Endometriosis in Perimenopause and Menopause: What You Need to Know
- waymire
- 4 days ago
- 4 min read

Endometriosis is one of the most under-recognized causes of pain and infertility in women—and far too often, it’s dismissed or misunderstood.
At its core, endometriosis is a condition where tissue similar to the uterine lining (endometrium) grows outside the uterus. These implants have been found almost anywhere in the body—from the ovaries and pelvic lining to, in rare cases, even the eyes and spinal cord.
This tissue still responds to hormonal signals, which means it can bleed and inflame just like the uterine lining—except it has nowhere to go.
What Does Endometriosis Look Like?
Endometriosis can vary widely in severity. It’s classified from Stage 1 (minimal) to Stage 4 (severe), but here’s the important part:
👉 Stage does not always correlate with symptoms. Some women with minimal disease have severe pain, while others with advanced disease may have few symptoms.
Common symptoms include:
Painful periods (often worsening over time)
Pain with bowel movements
Chronic pelvic pain
Back pain
Pain with intercourse
Heavy or irregular bleeding
Infertility
Endometriosis is:
Present in ~10–15% of women
Found in up to 70% of women with chronic pelvic pain
Associated with ~25% of infertility cases
What Causes It?
We don’t have one single answer—but several patterns show up consistently:
Hormonal influence (especially estrogen)
Immune system dysfunction
Genetic predisposition (it often runs in families)

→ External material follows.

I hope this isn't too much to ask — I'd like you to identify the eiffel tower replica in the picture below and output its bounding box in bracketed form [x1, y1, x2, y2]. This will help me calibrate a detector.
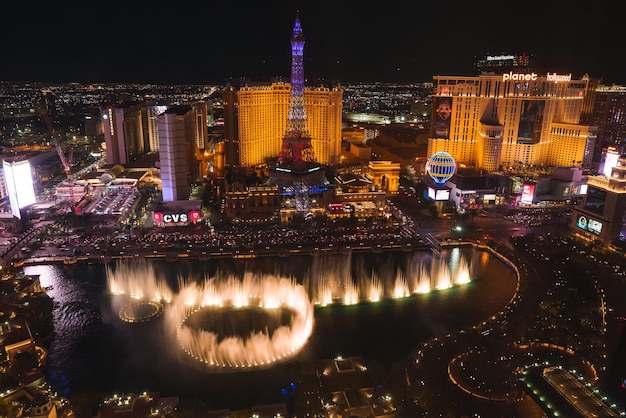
[270, 14, 328, 189]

Possibly more common in redheads
Environmental factors (toxins)
Difficulty properly metabolizing estrogen
From a functional medicine perspective, I often think of endometriosis as a perfect storm:
Hormones + inflammation + immune dysregulation + detoxification challenges
Treatment Options (And Why None Are Perfect)
There is no one-size-fits-all treatment, and unfortunately, no universally “curative” option.
Common treatments include:
Hormonal therapies
Birth control pills
Progestins
GnRH agonists like Lupron
Surgery (removal of lesions)
Tubal ligation
Hysterectomy (most definitive—but still not always a guarantee)
Each approach has trade-offs, and the right plan depends on your symptoms, goals, and stage of life.
A Note on Hormone Therapy (HRT) and Endometriosis
I care for many women with a history of endometriosis, and this is an area where there is often a lot of confusion—and understandable concern.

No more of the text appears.